I have a clear memory of Florence and of Dante’s house, of cool,
geometric rooms, a stillness like a finished manuscript, a silent cascade of stone stairs;
and of Venice, city of cats, pigeons, violins, a dead rabbit in a canal.
As a child, I had an oft-repeated dream: I am floating swiftly
on a street of water through a stone town. There are high castle walls
with blue windows of sky going past. Always, at the end,
I am swept out into a lake, exhausted, exhilarated.
When I was thirty-three, I saw this exact town in photographs in a National Geographic
It was called Sirmione, on Lake Garda in northern Italy, in the shadow of the Alps.

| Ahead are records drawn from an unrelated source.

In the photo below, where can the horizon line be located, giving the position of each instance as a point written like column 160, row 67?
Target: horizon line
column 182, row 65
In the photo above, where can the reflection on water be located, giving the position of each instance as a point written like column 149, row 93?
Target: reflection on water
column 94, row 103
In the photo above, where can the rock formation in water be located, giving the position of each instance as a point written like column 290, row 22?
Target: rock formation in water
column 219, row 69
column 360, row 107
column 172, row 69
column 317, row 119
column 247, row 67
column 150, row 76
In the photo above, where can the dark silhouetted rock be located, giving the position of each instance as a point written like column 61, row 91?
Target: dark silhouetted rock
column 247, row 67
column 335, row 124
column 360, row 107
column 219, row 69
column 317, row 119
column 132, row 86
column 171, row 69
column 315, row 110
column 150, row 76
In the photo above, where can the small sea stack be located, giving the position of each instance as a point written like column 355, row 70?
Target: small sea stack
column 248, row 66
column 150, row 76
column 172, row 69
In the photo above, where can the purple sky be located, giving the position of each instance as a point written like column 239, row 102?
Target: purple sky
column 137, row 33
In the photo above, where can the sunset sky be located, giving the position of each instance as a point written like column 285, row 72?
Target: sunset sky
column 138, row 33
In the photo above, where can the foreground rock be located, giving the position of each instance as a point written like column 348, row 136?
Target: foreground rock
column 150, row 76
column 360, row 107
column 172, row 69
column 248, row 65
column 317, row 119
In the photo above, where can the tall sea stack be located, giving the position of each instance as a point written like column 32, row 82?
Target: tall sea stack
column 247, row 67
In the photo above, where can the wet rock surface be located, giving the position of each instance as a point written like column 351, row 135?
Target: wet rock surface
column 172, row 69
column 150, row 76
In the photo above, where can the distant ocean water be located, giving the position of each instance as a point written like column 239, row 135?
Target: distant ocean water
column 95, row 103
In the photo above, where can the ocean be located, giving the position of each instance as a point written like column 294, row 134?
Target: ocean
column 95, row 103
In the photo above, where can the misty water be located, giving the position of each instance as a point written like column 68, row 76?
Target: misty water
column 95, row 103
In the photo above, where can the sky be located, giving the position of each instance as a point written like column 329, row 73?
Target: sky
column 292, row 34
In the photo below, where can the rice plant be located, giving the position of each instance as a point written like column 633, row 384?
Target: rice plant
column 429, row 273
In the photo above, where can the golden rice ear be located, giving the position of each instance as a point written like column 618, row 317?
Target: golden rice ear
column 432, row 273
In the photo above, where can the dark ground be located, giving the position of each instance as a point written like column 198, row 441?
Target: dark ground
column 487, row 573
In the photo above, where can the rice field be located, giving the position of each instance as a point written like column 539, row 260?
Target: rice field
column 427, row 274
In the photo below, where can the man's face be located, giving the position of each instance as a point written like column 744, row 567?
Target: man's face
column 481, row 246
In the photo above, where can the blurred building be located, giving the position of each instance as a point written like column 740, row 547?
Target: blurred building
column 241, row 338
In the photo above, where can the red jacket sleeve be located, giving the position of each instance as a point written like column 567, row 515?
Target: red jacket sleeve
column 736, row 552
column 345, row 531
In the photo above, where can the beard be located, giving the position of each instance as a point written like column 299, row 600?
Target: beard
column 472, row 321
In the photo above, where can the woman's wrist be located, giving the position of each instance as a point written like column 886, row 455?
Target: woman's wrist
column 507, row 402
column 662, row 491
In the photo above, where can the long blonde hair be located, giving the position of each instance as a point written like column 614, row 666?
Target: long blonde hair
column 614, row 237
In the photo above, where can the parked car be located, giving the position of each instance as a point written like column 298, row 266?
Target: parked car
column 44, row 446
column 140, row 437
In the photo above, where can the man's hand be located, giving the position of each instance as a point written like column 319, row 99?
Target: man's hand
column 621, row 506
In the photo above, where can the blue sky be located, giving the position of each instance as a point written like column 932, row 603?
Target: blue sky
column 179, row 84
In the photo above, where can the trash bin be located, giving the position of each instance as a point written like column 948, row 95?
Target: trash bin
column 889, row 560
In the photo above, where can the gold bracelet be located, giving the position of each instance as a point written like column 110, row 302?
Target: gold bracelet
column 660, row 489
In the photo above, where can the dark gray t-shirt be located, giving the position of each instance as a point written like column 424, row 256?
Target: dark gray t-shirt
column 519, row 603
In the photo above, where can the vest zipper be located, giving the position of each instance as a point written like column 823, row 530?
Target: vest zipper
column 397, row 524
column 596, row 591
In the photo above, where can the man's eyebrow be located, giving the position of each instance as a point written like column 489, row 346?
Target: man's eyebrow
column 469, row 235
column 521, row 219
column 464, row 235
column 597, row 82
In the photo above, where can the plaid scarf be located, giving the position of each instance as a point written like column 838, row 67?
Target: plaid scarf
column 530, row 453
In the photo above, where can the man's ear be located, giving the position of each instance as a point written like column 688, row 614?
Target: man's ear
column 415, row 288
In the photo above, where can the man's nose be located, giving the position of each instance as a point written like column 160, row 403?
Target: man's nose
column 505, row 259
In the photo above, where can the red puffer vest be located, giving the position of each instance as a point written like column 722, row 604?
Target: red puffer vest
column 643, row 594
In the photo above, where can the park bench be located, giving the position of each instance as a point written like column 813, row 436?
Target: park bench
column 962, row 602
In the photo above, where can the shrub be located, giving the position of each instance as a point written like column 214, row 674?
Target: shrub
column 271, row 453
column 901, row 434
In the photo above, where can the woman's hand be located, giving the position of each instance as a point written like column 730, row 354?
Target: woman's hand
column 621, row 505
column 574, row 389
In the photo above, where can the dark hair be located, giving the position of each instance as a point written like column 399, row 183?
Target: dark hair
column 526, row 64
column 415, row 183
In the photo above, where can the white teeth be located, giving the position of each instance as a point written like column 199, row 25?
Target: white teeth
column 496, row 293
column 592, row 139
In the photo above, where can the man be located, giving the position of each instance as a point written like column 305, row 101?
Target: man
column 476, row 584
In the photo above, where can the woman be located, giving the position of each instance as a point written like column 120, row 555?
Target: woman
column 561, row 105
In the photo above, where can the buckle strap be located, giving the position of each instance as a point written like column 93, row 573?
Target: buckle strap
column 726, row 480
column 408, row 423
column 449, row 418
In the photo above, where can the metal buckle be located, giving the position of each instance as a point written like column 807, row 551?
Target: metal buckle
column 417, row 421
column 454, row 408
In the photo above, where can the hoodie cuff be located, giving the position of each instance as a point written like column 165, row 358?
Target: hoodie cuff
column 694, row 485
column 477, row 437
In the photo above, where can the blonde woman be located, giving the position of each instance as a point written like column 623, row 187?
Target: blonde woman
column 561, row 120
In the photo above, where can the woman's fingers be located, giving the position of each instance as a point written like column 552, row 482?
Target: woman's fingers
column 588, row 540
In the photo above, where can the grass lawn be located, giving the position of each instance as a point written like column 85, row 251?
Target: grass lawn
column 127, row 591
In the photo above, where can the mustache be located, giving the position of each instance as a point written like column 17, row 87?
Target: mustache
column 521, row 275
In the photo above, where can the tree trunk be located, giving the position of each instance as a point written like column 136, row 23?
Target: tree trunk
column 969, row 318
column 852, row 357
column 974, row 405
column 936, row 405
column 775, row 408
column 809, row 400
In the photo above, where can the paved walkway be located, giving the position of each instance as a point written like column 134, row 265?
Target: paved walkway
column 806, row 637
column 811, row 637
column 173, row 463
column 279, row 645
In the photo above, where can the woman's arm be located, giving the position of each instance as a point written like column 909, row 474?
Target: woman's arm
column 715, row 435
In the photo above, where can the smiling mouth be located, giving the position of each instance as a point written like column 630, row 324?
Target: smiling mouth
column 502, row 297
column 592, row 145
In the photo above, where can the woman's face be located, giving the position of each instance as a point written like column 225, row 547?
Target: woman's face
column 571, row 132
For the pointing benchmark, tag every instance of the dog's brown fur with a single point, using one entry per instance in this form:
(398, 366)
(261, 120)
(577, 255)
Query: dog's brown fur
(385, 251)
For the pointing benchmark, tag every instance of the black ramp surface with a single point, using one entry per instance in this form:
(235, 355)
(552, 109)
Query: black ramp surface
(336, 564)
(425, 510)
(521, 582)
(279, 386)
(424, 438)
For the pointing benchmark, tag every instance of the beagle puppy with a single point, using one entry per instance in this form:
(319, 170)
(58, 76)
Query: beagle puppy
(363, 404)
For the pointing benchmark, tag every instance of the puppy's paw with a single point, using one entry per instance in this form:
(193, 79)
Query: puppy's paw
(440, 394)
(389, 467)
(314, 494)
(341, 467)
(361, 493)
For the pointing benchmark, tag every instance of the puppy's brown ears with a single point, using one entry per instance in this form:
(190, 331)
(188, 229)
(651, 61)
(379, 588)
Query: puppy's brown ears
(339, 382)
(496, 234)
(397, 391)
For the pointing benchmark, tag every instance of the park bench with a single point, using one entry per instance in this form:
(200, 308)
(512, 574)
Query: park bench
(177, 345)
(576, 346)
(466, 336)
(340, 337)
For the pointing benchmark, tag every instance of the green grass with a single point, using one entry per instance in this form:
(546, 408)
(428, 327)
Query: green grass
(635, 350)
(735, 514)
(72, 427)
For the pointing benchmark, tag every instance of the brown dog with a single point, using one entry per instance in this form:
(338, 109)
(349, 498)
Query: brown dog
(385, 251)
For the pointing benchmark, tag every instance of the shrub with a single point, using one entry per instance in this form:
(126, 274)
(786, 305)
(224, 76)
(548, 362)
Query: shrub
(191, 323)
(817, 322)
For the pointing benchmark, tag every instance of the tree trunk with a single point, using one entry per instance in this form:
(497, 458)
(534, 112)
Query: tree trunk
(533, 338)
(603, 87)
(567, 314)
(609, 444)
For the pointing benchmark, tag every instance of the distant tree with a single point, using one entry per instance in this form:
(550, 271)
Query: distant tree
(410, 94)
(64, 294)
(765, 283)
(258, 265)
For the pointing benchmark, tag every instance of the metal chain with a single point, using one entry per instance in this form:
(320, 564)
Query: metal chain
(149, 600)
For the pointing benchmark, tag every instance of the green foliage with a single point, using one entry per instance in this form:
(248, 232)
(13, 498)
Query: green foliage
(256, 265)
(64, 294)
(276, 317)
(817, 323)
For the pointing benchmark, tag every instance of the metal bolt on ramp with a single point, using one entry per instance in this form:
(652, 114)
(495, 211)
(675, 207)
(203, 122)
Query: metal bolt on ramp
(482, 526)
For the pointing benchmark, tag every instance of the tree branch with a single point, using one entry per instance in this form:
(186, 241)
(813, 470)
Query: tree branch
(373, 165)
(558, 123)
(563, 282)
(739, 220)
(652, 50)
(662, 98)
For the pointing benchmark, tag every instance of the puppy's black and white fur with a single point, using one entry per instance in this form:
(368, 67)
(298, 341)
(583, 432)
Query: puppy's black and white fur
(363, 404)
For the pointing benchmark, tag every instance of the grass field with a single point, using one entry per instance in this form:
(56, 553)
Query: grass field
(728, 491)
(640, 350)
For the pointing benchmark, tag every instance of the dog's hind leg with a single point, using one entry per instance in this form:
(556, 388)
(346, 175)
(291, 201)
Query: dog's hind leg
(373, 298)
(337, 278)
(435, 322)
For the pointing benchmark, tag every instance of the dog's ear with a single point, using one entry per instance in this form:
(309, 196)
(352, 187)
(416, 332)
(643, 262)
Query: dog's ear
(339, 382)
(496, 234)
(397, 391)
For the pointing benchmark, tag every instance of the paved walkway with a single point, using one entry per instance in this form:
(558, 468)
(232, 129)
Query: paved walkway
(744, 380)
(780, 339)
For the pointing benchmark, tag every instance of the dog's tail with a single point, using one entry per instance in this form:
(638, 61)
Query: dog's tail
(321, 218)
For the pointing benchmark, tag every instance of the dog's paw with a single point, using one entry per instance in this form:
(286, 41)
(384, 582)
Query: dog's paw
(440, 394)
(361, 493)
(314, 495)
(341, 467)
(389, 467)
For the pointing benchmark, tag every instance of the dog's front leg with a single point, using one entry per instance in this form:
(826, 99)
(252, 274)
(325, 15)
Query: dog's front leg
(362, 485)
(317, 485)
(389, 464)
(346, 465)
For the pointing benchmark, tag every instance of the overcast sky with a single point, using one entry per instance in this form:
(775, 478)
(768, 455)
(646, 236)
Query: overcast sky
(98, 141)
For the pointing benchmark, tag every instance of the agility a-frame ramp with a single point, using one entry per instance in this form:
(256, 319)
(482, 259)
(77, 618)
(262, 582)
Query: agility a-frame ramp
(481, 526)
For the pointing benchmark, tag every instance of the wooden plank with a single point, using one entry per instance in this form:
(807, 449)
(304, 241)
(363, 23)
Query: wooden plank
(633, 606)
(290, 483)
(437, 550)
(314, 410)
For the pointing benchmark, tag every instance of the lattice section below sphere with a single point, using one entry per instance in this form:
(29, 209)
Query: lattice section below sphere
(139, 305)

Using our savings, my young wife and I went there to see it. The castle
was called the Scaligera. There were small, tight shops with marionettes,
pergolas filled with uncountable roses, tall black cypresses, ancient olive groves
with long silvery greases, and at the end of the needle of Sirmione, unexpected,
the molten, sugary ruins of the summer villa of the poet Catullus.
For three days, we walked, drank wine, make love, bought presents for our daughter
back to the states. We had an incredible longing to hold her, and flew home.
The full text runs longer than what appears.